Furthermore, threefold refers here to the three sutras: "Muryo gikyo" (Sutra of Immeasurable Meanings), "Myoho-renge-kyo" (the Lotus Sutra) and, "Bussetsu Kanfugen bosatsu Gyoho-kyo" (Sutra of Meditation on the Bodhisattva Universal Virtue).
Summary
It is said that the theory of regarding the three sutras as a single sutra was originated in the ideas of Chigi. The details are as follows.

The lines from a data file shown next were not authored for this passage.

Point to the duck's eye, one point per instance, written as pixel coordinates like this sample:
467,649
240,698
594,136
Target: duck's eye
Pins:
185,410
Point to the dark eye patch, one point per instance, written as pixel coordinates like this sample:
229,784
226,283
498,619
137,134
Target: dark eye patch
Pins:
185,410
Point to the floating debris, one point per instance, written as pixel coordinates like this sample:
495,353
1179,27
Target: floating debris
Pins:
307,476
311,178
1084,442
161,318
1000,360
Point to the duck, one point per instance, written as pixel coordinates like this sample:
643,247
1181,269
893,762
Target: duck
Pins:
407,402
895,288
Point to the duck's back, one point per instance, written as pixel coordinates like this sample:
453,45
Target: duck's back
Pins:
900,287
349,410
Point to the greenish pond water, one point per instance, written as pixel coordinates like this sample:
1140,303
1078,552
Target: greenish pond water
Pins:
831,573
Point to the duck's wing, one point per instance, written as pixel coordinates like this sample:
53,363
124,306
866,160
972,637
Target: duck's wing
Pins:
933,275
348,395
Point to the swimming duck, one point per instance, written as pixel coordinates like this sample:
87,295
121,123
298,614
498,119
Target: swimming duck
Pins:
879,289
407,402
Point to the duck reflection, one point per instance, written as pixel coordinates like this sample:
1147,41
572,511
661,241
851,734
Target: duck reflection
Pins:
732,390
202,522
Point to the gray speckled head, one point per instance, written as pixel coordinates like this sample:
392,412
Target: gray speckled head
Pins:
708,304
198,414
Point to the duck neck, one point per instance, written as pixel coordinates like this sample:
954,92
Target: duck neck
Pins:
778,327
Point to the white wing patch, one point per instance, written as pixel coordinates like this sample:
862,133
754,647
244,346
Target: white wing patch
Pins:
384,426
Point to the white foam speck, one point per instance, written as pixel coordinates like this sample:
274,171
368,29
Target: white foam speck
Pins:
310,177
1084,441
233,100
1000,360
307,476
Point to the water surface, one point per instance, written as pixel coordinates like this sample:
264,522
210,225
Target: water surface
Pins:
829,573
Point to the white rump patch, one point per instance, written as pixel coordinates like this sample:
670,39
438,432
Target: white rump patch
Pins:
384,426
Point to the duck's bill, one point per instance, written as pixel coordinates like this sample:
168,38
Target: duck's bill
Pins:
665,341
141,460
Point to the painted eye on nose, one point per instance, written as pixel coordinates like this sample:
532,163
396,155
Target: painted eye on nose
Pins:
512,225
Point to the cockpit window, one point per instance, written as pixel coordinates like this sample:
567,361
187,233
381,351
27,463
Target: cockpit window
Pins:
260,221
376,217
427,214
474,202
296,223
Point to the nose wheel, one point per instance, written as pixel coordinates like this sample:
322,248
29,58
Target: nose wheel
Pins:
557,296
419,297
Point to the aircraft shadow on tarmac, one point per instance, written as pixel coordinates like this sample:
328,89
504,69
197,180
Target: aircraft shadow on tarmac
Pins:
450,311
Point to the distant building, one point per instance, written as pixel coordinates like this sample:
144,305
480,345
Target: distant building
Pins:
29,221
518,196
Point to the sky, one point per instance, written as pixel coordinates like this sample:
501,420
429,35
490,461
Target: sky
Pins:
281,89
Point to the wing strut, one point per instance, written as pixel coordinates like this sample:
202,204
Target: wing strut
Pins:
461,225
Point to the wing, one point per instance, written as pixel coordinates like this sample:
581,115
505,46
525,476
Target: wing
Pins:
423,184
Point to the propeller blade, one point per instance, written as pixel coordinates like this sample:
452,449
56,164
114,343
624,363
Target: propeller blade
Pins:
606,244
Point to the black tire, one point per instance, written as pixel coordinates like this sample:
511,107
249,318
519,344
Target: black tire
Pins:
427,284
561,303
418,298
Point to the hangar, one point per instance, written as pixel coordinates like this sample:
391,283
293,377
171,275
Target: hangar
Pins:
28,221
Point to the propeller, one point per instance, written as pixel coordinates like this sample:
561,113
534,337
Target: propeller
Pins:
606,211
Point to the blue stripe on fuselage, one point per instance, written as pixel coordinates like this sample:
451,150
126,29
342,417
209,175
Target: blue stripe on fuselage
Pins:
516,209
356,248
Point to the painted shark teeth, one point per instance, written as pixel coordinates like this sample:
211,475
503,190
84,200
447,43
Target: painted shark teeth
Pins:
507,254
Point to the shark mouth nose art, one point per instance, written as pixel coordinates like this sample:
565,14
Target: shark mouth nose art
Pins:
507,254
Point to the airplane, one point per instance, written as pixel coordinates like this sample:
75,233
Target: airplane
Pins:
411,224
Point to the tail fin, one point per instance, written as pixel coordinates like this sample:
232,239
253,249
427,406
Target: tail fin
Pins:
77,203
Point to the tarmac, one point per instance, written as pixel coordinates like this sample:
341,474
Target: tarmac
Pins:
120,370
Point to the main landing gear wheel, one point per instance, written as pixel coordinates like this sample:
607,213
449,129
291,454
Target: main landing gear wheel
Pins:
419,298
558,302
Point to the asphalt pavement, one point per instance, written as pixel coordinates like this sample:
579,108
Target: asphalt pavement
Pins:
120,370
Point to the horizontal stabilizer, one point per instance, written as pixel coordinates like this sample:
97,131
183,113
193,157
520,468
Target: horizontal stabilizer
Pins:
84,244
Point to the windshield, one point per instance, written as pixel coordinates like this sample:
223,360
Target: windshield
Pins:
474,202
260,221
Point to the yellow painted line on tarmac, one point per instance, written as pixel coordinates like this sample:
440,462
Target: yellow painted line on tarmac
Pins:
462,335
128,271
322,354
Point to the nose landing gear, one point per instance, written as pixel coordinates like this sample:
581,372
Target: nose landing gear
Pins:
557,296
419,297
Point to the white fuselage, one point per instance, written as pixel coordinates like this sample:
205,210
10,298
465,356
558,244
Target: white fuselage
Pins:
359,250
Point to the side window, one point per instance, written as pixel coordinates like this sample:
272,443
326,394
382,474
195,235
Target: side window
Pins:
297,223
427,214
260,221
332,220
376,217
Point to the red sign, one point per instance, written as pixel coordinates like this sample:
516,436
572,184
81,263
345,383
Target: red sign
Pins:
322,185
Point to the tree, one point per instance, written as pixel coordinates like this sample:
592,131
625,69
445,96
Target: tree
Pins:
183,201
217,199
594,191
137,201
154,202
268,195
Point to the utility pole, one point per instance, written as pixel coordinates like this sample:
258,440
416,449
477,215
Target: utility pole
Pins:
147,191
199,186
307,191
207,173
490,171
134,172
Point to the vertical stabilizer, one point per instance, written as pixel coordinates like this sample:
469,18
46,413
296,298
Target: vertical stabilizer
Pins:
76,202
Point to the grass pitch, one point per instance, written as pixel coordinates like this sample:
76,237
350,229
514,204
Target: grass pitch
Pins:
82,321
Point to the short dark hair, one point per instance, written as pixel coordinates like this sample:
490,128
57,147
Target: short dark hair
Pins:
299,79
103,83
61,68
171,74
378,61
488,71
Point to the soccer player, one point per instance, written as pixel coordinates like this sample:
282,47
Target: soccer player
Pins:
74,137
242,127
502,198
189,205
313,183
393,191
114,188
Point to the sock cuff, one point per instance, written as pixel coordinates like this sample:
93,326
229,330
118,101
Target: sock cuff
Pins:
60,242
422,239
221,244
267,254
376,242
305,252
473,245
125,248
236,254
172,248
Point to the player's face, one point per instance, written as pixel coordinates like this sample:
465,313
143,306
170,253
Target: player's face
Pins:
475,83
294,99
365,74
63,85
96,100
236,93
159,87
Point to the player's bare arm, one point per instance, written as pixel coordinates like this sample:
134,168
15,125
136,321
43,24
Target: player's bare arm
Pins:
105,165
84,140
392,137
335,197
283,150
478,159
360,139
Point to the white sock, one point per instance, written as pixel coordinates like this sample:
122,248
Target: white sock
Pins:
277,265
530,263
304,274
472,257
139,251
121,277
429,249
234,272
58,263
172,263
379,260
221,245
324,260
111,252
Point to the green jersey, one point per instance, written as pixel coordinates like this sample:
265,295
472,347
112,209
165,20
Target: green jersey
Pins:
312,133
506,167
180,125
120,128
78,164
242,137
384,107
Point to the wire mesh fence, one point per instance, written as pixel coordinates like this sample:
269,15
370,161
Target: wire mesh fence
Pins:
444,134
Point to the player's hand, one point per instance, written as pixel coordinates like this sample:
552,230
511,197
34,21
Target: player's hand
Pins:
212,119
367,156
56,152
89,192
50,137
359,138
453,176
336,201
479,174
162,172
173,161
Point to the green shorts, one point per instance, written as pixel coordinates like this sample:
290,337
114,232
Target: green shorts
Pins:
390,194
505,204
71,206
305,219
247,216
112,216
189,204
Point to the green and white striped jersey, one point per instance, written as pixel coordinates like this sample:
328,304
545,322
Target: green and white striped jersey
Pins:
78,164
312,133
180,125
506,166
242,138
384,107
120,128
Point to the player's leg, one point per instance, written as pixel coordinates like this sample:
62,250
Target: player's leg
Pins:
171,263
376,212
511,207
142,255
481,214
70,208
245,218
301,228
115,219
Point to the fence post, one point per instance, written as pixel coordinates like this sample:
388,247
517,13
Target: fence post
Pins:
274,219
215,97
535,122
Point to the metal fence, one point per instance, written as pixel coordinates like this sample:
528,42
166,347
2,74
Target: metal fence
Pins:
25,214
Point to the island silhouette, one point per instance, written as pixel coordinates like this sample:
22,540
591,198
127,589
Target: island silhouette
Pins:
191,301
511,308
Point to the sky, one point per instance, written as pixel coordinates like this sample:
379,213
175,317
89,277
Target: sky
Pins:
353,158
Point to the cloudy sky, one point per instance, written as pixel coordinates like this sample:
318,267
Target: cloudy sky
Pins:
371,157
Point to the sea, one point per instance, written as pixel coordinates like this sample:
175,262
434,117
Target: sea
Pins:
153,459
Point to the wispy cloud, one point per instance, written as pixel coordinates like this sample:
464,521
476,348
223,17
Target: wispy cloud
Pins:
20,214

"Myoho-renge-kyo" (the Lotus Sutra) translated into Chinese by Kumarajiva is not complete by itself: it was constitutively translated as the main part of 'Lotus Sutra, the supreme teaching which Shakyamuni ultimately revealed.'
"Hokke Sanbu-kyo" translated by Kumarajiva is composed of the three following parts; one volume of "Muryo gikyo" (Sutra of Immeasurable Meanings) as the opening part of the sutra, twenty-eight chapters in eight volumes of "Myoho-renge-kyo" (the Lotus Sutra) as the main sutra, and one volume of "Bussetsu Kanfugen bosatsu Gyoho-kyo" (Sutra of Meditation on the Bodhisattva Universal Virtue) as the closing part.
Japan's Tendai Sect (Sanmon school and Jimon school) and various schools of Hokke sect, such as Nichiren Sect or Nichiren Shoshu school, regard the theory as their doctrine and the three sutras as the basis.